Salary: £85,000 - £95,000 + Equity
Location: London (Hybrid - 2-3 days per week in office)

We are currently looking for a Data Scientist to join a fast-paced, early-stage AI startup building cutting-edge technology in the mobile app space. Reporting directly into the CTO, this Lead Data Scientist will play a critical role in shaping the company's core product and driving real commercial impact from day one.

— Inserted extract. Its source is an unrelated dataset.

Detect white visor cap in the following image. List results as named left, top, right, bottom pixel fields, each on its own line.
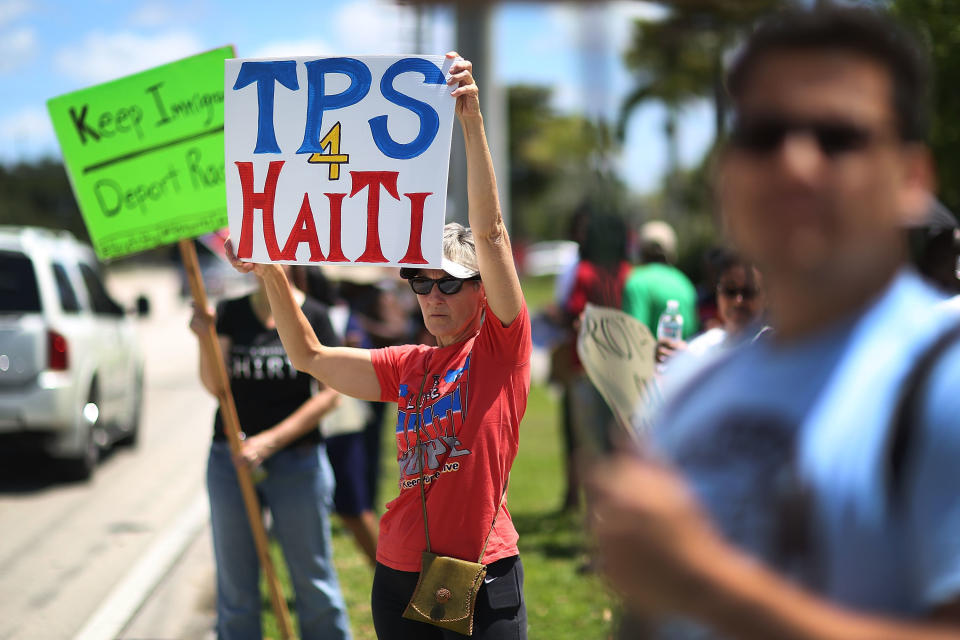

As a Data Scientist, you'll be working at the heart of the business, designing and deploying machine learning models that predict user behaviour, helping clients optimise for revenue, retention, and long-term value rather than just installs. This Lead Data Scientist will take ownership of a key part of the platform, working closely with the founders to turn complex data into actionable, high-impact solutions.

Day-to-day, the Data Scientist will be building models, experimenting with new approaches, and continuously improving performance across customer datasets. You'll be operating in a highly collaborative but autonomous environment where your work directly influences product direction and business outcomes.

The Opportunity

This is a genuinely high-impact role, where you'll have ownership, visibility, and the chance to shape both the product and the company's future.

As a Data Scientist, you will:

Design and build advanced machine learning models focused on:
User behaviour prediction
Churn and propensity modelling
Develop a scalable "model factory" capable of generating bespoke models per client
Work with complex behavioural event data from mobile applications
Collaborate directly with the founders on product and technical direction
Continuously experiment, iterate and improve model performance
Own a key part of the data science stack end-to-endWhat makes this different?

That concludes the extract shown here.